2010: A New Year

2009 is ending, and it was quite an interesting year. I spent much of it working as a Professor of Music at a very innovative graduate institution, the Sibelius Academy in Finland. I also had a summer research residency in Japan (National Institutes for the Humanities-Nichibunken, Kyoto), and traveled briefly for various music lectures and other professional activities in ten countries, mostly in Europe.

A major highlight of the year was the opportunity to mentor five outstanding students to completion of their doctoral degrees: Ari Poutiainen (jazz studies), Arnold Chiwalala (folk music), and Tapani Heikinheimo (music education) at the Sibelius Academy in Europe, as well as both Nancy Rosenberg (music education) and Robert Allen (music education) at Boston University in the USA, where I continued some earlier work by serving as an adjunct Master Lecturer.

I continued to be quite active in scholarship, with publication of chapters in four books (Multicultural Perspectives in Music Education [vol. 2 and 3], De-Canonizing Music History, and Music Education for Changing Times: Guiding Visions for Practice), as well as refereed articles in the journals Parlando (in Hungarian) and Visions of Research in Music Education. However, publication of my own books was postponed to 2010.

Another highlight of the year was contributing to the finalization of plans for the new Master of Global Music (GLOMAS) program in Northern Europe, and its official launch at the Womex festival in Copenhagen. This innovative degree will soon be offered in collaboration between institutions in Finland, Denmark, and Sweden, and promises to increase musical interactions between Europe, Africa, and the Middle East.

It was very enjoyable to attend the Society for Ethnomusicology international conference in Mexico City, where I was elected chair of its Historical Ethnomusicology special interest group. I expect this group to accomplish some great things over the next few years. I have also been participating in the Nordic Network for Integration of Music Informatics, Performance and Aesthetics (NNIMIPA), and have been appointed to the editorial board of its Journal of Music and Meaning, and asked to coordinate this group’s collectively authored research statement for publication.

It was also quite interesting to participate in the Orally Transmitted Music and Intercultural Education, symposium offered by EU Culture Initiative Music, Orality, Roots, Europe (MORE) at Cité de la Musique, Paris, France, and I look forward to more of its activities in the near future, including a conference to be hosted by Sibelius Academy.
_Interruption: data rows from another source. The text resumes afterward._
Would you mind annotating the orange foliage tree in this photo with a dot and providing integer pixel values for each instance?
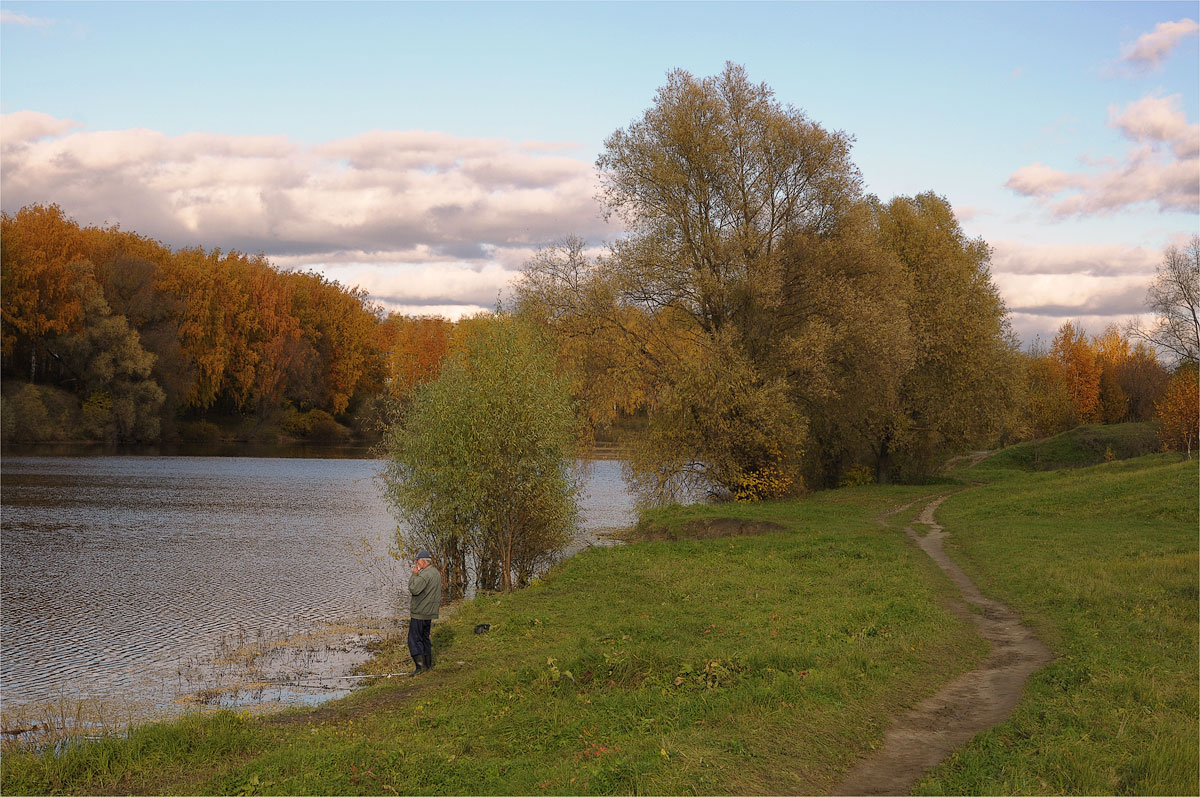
(1080, 370)
(1179, 411)
(414, 352)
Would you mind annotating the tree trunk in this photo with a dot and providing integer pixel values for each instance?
(883, 465)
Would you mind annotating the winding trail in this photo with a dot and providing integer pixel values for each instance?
(928, 732)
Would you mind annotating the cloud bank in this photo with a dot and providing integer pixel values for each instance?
(1095, 285)
(419, 219)
(1162, 169)
(1149, 52)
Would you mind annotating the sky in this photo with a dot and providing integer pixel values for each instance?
(425, 150)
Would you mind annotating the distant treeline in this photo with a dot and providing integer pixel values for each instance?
(111, 335)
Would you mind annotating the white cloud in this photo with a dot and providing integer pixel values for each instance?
(1163, 169)
(1096, 283)
(1150, 49)
(12, 18)
(1039, 180)
(419, 219)
(1158, 120)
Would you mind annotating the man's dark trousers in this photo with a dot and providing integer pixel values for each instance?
(419, 637)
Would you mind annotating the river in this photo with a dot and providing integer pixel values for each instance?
(141, 585)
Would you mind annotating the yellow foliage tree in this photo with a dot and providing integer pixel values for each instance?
(1179, 412)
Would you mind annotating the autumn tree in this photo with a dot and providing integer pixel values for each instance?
(1143, 379)
(1073, 352)
(1174, 298)
(1049, 408)
(480, 467)
(414, 351)
(966, 370)
(765, 315)
(709, 184)
(1179, 411)
(36, 249)
(112, 370)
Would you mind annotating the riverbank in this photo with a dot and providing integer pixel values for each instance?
(765, 661)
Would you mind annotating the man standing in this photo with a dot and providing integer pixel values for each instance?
(425, 586)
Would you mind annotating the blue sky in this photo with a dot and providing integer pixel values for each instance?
(1061, 132)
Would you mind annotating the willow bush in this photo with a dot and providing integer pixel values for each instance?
(481, 465)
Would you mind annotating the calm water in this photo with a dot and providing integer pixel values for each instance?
(123, 574)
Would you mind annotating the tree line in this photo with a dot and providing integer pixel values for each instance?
(778, 328)
(763, 327)
(111, 335)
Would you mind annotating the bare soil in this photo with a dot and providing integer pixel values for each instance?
(983, 697)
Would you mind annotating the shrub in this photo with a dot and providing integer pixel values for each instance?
(40, 413)
(857, 477)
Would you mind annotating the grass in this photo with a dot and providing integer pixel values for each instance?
(761, 663)
(753, 664)
(1080, 447)
(1103, 563)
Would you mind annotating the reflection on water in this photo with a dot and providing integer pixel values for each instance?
(123, 574)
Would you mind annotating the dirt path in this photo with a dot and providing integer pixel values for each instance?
(928, 732)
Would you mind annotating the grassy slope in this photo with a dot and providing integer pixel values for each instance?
(766, 663)
(1103, 562)
(751, 664)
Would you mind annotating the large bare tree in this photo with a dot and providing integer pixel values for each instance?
(1174, 298)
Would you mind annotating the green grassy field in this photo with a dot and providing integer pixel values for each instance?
(751, 664)
(760, 663)
(1102, 562)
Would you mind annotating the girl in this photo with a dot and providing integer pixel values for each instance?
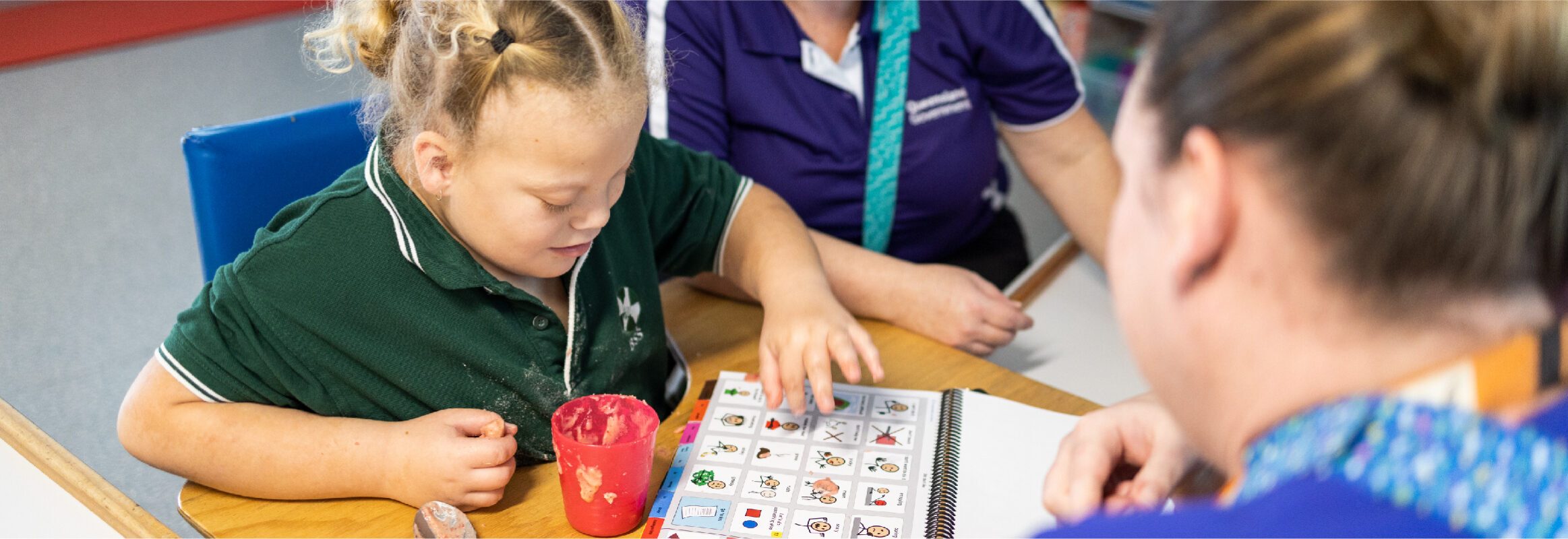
(473, 270)
(1329, 204)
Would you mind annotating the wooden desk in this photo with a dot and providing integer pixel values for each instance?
(715, 334)
(73, 477)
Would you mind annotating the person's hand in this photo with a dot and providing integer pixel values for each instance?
(802, 338)
(443, 456)
(957, 307)
(1122, 458)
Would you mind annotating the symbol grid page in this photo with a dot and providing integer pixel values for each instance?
(810, 475)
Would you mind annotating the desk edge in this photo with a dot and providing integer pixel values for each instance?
(78, 478)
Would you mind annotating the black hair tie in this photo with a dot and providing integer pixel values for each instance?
(501, 40)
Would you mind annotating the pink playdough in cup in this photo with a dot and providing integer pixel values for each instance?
(604, 450)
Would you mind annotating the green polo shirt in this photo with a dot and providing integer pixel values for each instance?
(357, 303)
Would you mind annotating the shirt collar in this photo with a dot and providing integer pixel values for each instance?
(421, 239)
(764, 30)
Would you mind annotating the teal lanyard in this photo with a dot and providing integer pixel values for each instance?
(896, 21)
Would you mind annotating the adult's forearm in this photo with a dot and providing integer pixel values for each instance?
(864, 281)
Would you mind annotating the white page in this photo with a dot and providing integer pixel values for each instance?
(1004, 456)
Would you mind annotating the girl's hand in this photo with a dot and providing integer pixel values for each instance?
(1118, 459)
(802, 338)
(443, 456)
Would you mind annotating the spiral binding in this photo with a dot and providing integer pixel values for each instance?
(941, 513)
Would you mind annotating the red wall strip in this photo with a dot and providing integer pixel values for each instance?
(54, 29)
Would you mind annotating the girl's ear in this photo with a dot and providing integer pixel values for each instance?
(1205, 208)
(433, 162)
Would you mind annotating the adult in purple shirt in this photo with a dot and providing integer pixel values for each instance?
(785, 92)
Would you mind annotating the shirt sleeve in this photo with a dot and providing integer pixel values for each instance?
(220, 352)
(690, 107)
(1027, 74)
(690, 199)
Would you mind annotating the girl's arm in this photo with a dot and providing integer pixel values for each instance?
(805, 329)
(270, 451)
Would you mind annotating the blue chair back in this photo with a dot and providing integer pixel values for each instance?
(243, 172)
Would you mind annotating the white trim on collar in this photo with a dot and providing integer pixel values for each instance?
(847, 74)
(571, 320)
(405, 240)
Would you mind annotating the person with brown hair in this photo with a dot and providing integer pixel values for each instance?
(1325, 204)
(497, 254)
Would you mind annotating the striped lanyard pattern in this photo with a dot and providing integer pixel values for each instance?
(896, 21)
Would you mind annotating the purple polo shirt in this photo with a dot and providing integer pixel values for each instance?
(747, 85)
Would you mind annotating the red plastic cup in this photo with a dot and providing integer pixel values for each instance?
(604, 451)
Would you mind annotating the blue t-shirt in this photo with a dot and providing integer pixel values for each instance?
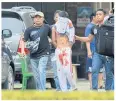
(87, 32)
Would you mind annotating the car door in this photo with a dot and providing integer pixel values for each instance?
(12, 21)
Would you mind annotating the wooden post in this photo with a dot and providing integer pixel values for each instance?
(74, 67)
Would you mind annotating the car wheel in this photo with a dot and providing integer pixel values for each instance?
(9, 82)
(31, 83)
(52, 82)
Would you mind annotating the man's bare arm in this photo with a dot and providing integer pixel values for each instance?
(85, 39)
(54, 37)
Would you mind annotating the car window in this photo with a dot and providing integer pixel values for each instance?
(14, 24)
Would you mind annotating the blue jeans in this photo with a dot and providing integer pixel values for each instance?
(39, 71)
(55, 74)
(97, 63)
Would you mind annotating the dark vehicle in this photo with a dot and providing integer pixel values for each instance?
(17, 19)
(8, 69)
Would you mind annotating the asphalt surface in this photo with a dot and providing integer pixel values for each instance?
(82, 85)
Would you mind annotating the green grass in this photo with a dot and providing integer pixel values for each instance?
(53, 95)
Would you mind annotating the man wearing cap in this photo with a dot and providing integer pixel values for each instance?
(40, 57)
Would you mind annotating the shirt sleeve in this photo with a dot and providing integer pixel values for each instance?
(26, 34)
(49, 32)
(70, 24)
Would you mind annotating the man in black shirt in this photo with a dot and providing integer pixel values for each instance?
(40, 57)
(99, 60)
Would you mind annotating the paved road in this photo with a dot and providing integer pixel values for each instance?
(82, 85)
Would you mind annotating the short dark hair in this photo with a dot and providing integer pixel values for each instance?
(101, 10)
(57, 11)
(63, 14)
(92, 15)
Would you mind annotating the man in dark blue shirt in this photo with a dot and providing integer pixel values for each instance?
(39, 59)
(99, 60)
(90, 50)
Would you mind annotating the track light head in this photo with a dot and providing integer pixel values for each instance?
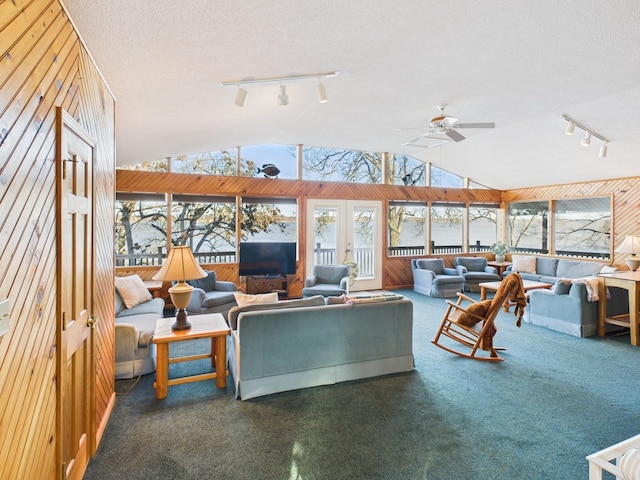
(570, 127)
(603, 150)
(283, 98)
(322, 93)
(241, 97)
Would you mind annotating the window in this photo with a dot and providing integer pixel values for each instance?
(583, 227)
(407, 228)
(141, 229)
(269, 220)
(529, 226)
(483, 227)
(405, 170)
(213, 163)
(342, 165)
(269, 160)
(206, 224)
(446, 228)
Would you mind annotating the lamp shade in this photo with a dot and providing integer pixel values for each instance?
(180, 266)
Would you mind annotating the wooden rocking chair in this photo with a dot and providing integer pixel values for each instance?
(473, 325)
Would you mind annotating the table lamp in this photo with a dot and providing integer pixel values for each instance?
(180, 266)
(630, 244)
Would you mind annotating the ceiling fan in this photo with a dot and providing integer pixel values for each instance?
(443, 128)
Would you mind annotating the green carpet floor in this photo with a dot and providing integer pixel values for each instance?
(554, 400)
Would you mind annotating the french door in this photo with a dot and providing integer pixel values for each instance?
(346, 231)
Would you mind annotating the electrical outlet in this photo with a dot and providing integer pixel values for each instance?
(5, 320)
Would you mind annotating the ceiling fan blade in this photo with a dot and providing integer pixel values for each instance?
(455, 136)
(476, 125)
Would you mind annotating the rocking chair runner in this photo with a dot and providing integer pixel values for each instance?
(473, 326)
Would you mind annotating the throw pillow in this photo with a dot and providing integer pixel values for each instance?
(562, 287)
(523, 263)
(132, 290)
(243, 299)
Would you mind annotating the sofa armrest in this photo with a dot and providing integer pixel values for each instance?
(127, 336)
(225, 286)
(197, 297)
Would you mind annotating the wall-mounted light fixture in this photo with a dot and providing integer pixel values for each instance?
(588, 133)
(283, 98)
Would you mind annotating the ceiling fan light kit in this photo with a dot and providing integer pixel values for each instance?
(283, 98)
(445, 125)
(588, 133)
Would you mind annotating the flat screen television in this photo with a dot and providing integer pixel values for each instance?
(267, 258)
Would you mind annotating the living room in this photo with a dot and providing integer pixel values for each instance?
(51, 63)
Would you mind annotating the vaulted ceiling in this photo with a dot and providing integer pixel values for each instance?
(518, 64)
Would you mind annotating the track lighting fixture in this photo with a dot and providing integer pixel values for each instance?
(322, 93)
(241, 96)
(588, 133)
(283, 98)
(570, 128)
(603, 150)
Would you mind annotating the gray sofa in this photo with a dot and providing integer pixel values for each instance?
(567, 307)
(431, 277)
(475, 270)
(135, 352)
(301, 343)
(211, 295)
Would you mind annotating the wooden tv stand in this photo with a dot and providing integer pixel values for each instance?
(254, 284)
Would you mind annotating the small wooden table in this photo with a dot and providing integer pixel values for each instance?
(211, 326)
(500, 266)
(630, 281)
(494, 286)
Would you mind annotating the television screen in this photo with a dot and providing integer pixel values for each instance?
(267, 258)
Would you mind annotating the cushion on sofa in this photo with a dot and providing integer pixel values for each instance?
(546, 266)
(523, 263)
(314, 301)
(577, 268)
(132, 290)
(243, 299)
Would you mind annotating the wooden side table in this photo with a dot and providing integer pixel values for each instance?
(630, 281)
(211, 326)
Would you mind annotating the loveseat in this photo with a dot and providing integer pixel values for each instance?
(135, 352)
(431, 277)
(293, 344)
(211, 295)
(571, 306)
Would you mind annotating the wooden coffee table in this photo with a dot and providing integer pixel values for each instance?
(494, 286)
(211, 326)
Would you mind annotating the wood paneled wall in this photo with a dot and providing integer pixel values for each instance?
(626, 204)
(44, 65)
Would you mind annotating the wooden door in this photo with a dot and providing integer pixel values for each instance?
(74, 338)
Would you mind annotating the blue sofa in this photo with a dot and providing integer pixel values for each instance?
(567, 307)
(475, 270)
(312, 341)
(431, 277)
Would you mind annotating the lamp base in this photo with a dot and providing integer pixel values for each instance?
(181, 322)
(633, 263)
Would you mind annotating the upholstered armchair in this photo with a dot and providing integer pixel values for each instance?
(475, 270)
(431, 277)
(211, 295)
(327, 280)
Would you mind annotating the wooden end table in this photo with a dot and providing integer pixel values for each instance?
(494, 286)
(211, 326)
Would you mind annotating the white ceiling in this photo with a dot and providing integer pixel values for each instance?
(519, 64)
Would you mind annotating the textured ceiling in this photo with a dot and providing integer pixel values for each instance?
(518, 64)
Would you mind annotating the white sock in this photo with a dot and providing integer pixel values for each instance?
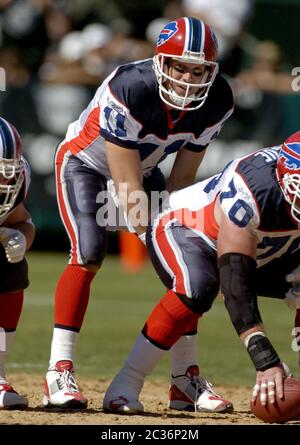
(6, 339)
(184, 354)
(62, 346)
(142, 359)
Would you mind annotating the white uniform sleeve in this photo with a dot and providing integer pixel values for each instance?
(238, 203)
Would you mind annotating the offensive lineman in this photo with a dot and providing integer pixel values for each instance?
(239, 229)
(144, 111)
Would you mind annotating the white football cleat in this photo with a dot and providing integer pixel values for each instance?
(10, 399)
(61, 390)
(122, 395)
(191, 392)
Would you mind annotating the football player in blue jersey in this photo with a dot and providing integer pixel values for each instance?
(144, 111)
(16, 236)
(239, 229)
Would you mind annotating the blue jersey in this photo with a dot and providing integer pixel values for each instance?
(128, 111)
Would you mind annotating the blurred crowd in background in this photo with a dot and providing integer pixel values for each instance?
(55, 53)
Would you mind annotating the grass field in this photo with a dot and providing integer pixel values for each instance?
(118, 307)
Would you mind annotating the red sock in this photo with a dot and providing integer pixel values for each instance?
(11, 305)
(168, 321)
(72, 296)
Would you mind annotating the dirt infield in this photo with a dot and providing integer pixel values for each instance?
(154, 397)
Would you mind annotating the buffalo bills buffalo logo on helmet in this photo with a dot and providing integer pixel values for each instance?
(290, 155)
(169, 30)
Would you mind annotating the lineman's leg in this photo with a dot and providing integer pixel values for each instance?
(14, 279)
(77, 189)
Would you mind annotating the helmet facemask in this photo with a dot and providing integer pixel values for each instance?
(166, 82)
(11, 180)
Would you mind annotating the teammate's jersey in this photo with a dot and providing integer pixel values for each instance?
(22, 193)
(128, 111)
(251, 198)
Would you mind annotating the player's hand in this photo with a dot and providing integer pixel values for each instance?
(14, 243)
(270, 385)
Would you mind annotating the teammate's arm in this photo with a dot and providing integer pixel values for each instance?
(237, 265)
(184, 169)
(126, 170)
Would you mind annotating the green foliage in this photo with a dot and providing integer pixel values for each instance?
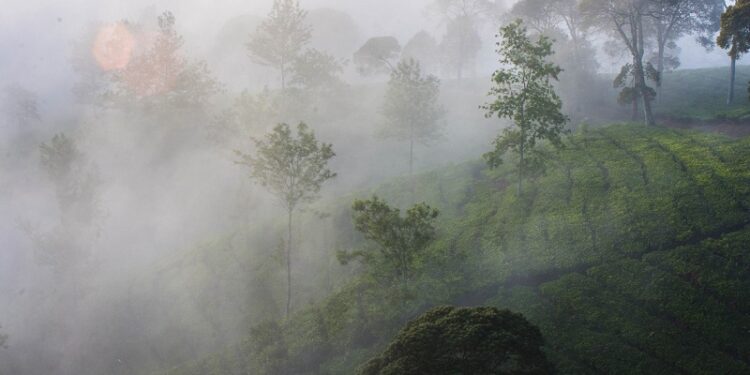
(526, 96)
(629, 254)
(279, 40)
(625, 81)
(376, 56)
(291, 168)
(699, 95)
(316, 71)
(400, 240)
(449, 340)
(411, 107)
(734, 34)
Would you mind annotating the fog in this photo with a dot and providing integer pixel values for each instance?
(153, 247)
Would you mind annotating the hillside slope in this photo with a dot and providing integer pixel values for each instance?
(630, 254)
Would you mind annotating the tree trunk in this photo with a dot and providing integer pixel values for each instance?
(520, 164)
(289, 264)
(660, 69)
(639, 71)
(411, 157)
(732, 76)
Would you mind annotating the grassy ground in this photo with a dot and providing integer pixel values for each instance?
(701, 94)
(630, 254)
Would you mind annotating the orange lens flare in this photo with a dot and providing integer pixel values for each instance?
(113, 47)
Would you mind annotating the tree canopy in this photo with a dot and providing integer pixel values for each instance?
(400, 239)
(411, 108)
(280, 38)
(377, 55)
(293, 169)
(524, 93)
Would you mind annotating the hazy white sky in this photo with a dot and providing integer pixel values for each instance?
(35, 35)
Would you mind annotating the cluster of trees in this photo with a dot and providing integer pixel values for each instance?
(163, 87)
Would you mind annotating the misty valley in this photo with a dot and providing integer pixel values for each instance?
(431, 187)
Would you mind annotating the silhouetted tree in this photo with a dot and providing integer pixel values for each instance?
(279, 40)
(411, 107)
(629, 95)
(449, 341)
(525, 95)
(423, 48)
(400, 239)
(293, 169)
(377, 55)
(461, 42)
(735, 37)
(627, 21)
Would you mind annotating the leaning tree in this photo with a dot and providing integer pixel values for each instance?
(524, 94)
(735, 37)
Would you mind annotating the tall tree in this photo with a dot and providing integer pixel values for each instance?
(625, 81)
(447, 340)
(460, 45)
(400, 239)
(524, 93)
(627, 21)
(316, 71)
(377, 55)
(735, 37)
(672, 19)
(423, 48)
(279, 40)
(293, 169)
(462, 19)
(411, 107)
(562, 21)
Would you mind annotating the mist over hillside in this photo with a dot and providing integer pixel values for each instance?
(279, 187)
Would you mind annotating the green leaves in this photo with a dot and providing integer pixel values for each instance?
(734, 34)
(411, 107)
(525, 95)
(292, 168)
(400, 239)
(449, 340)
On a more personal note, a major highlight of 2009 for me was my grandparents’ fiftieth wedding anniversary, in Seattle in late December.

What are the plans for 2010? . . .

This year I must focus on publishing two books that have been delayed for much too long: Wind Bands and Cultural Identity in Japanese Schools: An Ethnography and Social History, and Patriotism and Nationalism in Music Education. I will also publish two more book chapters, in Sociology and Music Education (now in press), and the Oxford Handbook of Music Education (first draft now in review).

The new GLOMAS program will admit its first cohort of graduate students, and I am committed to seeing this program carefully planned and successfully implemented. I am currently chairing the curriculum development committee for this degree at Sibelius Academy, and coordinating the admissions review process between this institution and partner institutions in Sweden and Denmark. Additionally, I expect to see at least three more doctoral students complete their degrees this academic year.

There are several interesting new developments with the Historical Ethnomusicology group, and both the NNIMIPA and MORE projects in Europe. I am also looking forward to singing bass for the Finnish choir Kampin Laulu's tour of Hungary, and to participating in the NORDTRAD folk music conference in Latvia.

[I took the above photo of an impressive church tower in Copenhagen in early 2009, when I was a visiting lecturer at the Rhythmic Music Conservatory.]